Der Begriff „Dritte Welt“ stammt aus den 1950er Jahren und war ursprünglich politisch geprägt. Er definierte die Blockfreien Staaten, welche sich nicht durch den Kalten Krieg ideologisch vereinnahmen lassen wollten. Zu Beginn der 1980er Jahre (also einige Jahre vor dem Ende des Ost-West-Konfliktes und auf einem Höhepunkt des Kalten Krieges) wurde vorgeschlagen, den Begriff „Dritte Welt“ nicht mehr zu verwenden. Ulrich Menzel schrieb in seinem 1992 veröffentlichten Buch „Ende der Dritten Welt“, die Zweite Welt sei verschwunden; deshalb könne keine Dritte Welt mehr existieren. Viele ehemalige „Dritte-Welt-Gruppen“ nannten sich daraufhin „Eine-Welt-Gruppen“. Das BMZ verwendet den Begriff „Dritte Welt“ kaum noch; in der Alltagssprache wird der Begriff weiterhin verwendet.

Reich und arm

Die Begriffe „reich“ und „arm“ definieren den Entwicklungszustand eines Landes nur unzureichend. Sie finden ihre Verwendung eher in Verbindung mit Vermögen von Einzelpersonen. So findet sich Armut auch in Ländern mit hohem Durchschnittseinkommen (beispielsweise in Deutschland oder der Schweiz) und Reichtum in Entwicklungsländern (zum Beispiel in den ölexportierenden Ländern). Besser als das Durchschnittseinkommen ist das Mittlere Einkommen geeignet, etwas über die gesellschaftliche Entwicklung auszusagen. Ähnliches gilt für das Mittlere Vermögen. Wichtige Faktoren sind zudem die Einkommensverteilung und die Vermögensverteilung.

Bildung und Entwicklung

Manche Forscher der Entwicklungsökonomie wie Theodore W. Schultz[2], Nobelpreisträger 1979, haben entdeckt, dass ein Landwirt, der schreiben und lesen kann, in den Entwicklungsländern produktiver ist als ein Analphabet. Daher befürworteten sie die Investition in Humankapital (Bildung, Gesundheit, etc.) als wirksames Mittel für die Entwicklung. Andere sind der Meinung, dass die Entwicklungsländer sich, seit der industriellen Revolution im 19. Jahrhundert, in einer langen Übergangsphase verschiedenster traditioneller Lebensarten hin zu einer modernen Lebensart (sozialer, wirtschaftlicher, demographischer, Kulturübergang, u.s.w.) befinden und dass die Entwicklung alleine am Bildungsniveau messbar ist, von der Grundschule bis zur Universität. Daher, könnte der “Take-Off” von Walt Whitman Rostow, in einem Land stattfinden, wenn seine Bevölkerung mit einem hohen Bildungsniveau ausgestattet wäre."Die Forscher haben beobachtet, dass überall wo das Bildungsniveau hoch ist, ebenso auch das Entwicklungsniveau hoch ist. Viele sehen darin eine Kausalität. Auch ein weiterer Zusammenhang - das Bildungsniveau ist umgekehrt proportional zum Bevölkerungswachstum - wird von vielen für kausal gehalten. Es ist daher, meinen sie, notwendig die Organisation eines weltweiten Bildungsprogramms, selbst von einem anderen weltweiten Programm der Geburtenkontrolle und der Errichtung einer weltweiten Organisation für die Umsetzung dieser Entwicklungsstrategie konditioniert [3].

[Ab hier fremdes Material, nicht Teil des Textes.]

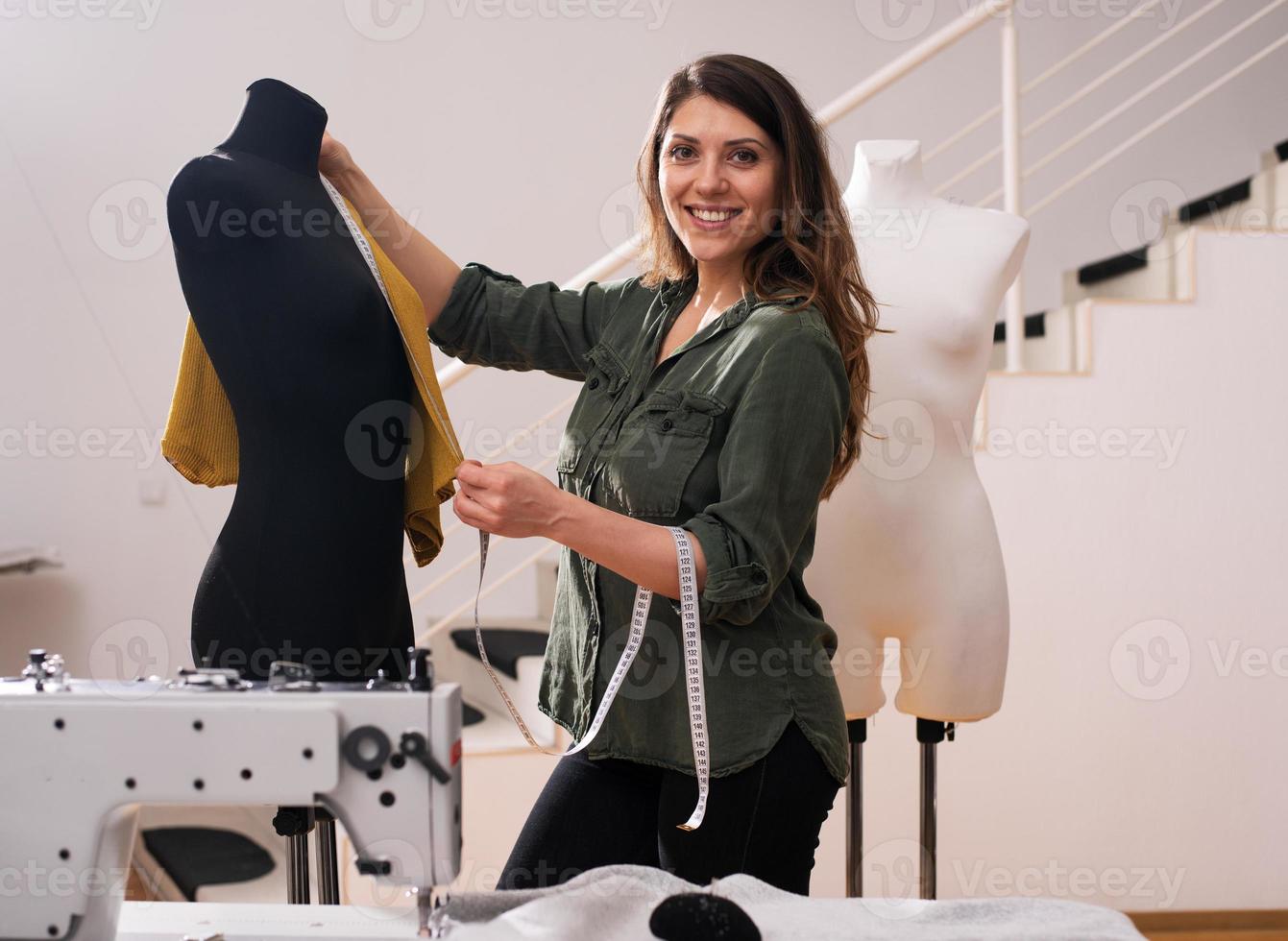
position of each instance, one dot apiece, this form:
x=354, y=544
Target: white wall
x=510, y=140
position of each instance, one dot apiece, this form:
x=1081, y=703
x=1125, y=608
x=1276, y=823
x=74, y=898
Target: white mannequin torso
x=907, y=546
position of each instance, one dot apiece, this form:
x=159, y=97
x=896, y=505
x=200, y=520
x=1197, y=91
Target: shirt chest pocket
x=660, y=445
x=605, y=377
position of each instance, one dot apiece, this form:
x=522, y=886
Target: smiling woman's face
x=717, y=161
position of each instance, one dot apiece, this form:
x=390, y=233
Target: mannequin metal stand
x=858, y=729
x=930, y=733
x=295, y=824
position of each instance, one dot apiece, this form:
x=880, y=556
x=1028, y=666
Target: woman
x=724, y=392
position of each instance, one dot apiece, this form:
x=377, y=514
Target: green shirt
x=731, y=438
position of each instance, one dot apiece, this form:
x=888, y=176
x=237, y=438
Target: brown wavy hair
x=809, y=252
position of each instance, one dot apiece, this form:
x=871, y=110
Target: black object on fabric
x=196, y=857
x=698, y=917
x=308, y=566
x=763, y=820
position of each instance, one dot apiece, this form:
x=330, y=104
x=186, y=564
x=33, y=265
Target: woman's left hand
x=505, y=498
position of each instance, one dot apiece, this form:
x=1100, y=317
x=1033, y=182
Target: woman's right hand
x=333, y=158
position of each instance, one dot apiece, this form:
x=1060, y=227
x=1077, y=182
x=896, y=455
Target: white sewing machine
x=80, y=757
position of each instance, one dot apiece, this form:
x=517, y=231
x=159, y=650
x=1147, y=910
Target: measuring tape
x=639, y=616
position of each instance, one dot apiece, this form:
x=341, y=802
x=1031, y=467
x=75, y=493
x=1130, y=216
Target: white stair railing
x=1009, y=148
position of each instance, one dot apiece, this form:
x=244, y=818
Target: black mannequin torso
x=308, y=566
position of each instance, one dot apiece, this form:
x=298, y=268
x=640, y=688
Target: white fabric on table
x=615, y=903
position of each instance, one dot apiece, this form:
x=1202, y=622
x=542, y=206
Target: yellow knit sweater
x=200, y=437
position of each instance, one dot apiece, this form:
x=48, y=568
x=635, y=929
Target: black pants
x=763, y=820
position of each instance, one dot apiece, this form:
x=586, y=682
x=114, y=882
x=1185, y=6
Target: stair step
x=1113, y=267
x=1034, y=325
x=1209, y=204
x=505, y=645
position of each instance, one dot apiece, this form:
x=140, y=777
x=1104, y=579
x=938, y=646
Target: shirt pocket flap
x=605, y=366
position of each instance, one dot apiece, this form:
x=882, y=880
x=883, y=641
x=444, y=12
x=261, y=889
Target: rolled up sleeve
x=783, y=437
x=495, y=320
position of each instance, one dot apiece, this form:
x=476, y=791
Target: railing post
x=1011, y=181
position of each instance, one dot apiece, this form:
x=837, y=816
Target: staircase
x=1058, y=340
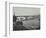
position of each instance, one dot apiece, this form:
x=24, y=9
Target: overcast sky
x=20, y=11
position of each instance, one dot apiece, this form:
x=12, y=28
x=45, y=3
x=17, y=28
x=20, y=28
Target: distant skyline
x=26, y=11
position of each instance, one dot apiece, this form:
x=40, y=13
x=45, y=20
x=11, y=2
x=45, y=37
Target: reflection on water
x=26, y=22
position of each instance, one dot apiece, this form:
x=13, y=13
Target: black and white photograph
x=26, y=18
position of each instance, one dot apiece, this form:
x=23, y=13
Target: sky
x=26, y=11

Walt Whitman Rostow veröffentlichte 1960 das Buch The Stages of Economic Growth: A Noncommunist Manifesto. Seine Inhalte und Thesen sind zusammenfassend auch als 'Take-Off-Modell' bekannt. Rostow beschreibt in seinem Buch eine Abfolge von fünf Stufen in der ökonomischen Entwicklung. Diese Entwicklung wird von jedem einzelnen Staat durchlaufen; sie zeigt (trotz möglicher Abweichungen, Unterschiede oder Verzögerungen) immer einen grundsätzlich gleichen Verlauf. Rostows Modell basiert auf den Daten von historischen Wirtschaftsentwicklungen, vor allem Europas und der USA. Die Entwicklungsländer sind (in den Worten dieses Modells) in Phase drei, dem 'Take-off'. Die Phasen drei, vier und fünf setzen ein gewisses Bildungsniveau der Bevölkerung eines Landes voraus.

Strukturelle Probleme der Entwicklungsländer und ihre Ursachen

Strukturelle Probleme wirken grundsätzlich über längeren Zeitraum und äußern sich in Vernetzung bestimmter Phänomene. Mit Strukturen sind Basiselemente und Wirkungszusammenhänge gemeint, welche interne Vorgänge und Reaktionsweisen eines Systems prägen.

In der Regel sind für strukturelle Probleme der Entwicklungsländer eine Vielzahl verschiedenster Faktoren verantwortlich. Zu den Ursachen dieser strukturellen Probleme und des relativ geringen Entwicklungsniveaus in den betroffenen Ländern existieren eine Vielzahl von Entwicklungstheorien. Die meisten Theorien betonen dabei entweder stärker die endogenen (vom betreffenden Land selbst verursachten) oder die exogenen (extern verursachten) Faktoren. Ziel der Entwicklungspolitik ist, diese strukturellen Probleme zu beseitigen.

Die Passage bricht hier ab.